The newly-developed substitute is thought to be more 'environmentally friendly'.

Scottish scientists create ‘game-changing’ palm oil alternative Queen Margaret University

Experts at a Scottish university have created a “game-changing” replacement for palm oil.

Food scientists at Queen Margaret University in Edinburgh said the new palm fat substitute is “healthier” and more “environmentally friendly” than palm oil.

The substitute, named PALM-ALT, uses products available on all continents which means it can be produced locally on a global scale.

Given the fact that palm oil production has become detrimental to the rainforest, the sustainable nature of the replacement could prove popular.

The new product could has major benefits for the environment.

Palm oil is major ingredient across the food industry, and is commonly used in the production of cakes, biscuits, pastries, confectionery, ready meals and sauces. Its high saturated fat content allows products to remain solid at room temperature and has proven crucial to the industrial bakery sector.

As well as the environmental benefits, the replacement could offer significant solutions for the food industry allowing manufacturers to satisfy increasing consumer demand for lower fat, healthier food products.

Should the industry opt to use the new replacement, there is a potential to significantly lower greenhouse gas emissions by reducing the impact of food miles and deforestation of global rainforests associated with palm production.

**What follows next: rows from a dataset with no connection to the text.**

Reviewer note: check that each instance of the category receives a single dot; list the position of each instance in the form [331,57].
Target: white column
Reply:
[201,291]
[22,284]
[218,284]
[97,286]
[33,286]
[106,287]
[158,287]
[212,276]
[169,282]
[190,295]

The new substitute known as PALM-ALT has been developed by Dr Julien Lonchamp, reader in Food Science, and Catriona Liddle, head of the Scottish Centre for Food Development and Innovation (SCFDI) at Queen Margaret University, Edinburgh.

Ms Liddle said: “Palm can only be harvested in rainforest areas of the globe, thousands of miles away from many of the countries that use the product.

“Current production methods leading to deforestation of tropical rainforests in Malaysia and Indonesia have led to the destruction of animals’ natural habitat, and high greenhouse gas emissions linked to its global transport.

“It is therefore essential to develop an alternative product, which works well for the food industry and helps reduce the world’s overreliance on palm.”

The research team confirmed that the substitute product is palm and coconut free and 100% plant based.

It’s also an allergen-free product with no added flavourings, sugar, sweeteners, preservatives or colourings.

Dr Lonchamp said: “Following a preliminary study to show the potential of a novel ingredient composed of a linseed industry by-product, fibre and rapeseed oil, the QMU team secured funding from *Innovate UK to demonstrate the feasibility of PALM-ALT, develop its production to factory level, and collaborate with a range of food companies to develop palm-free versions of their commercial products.”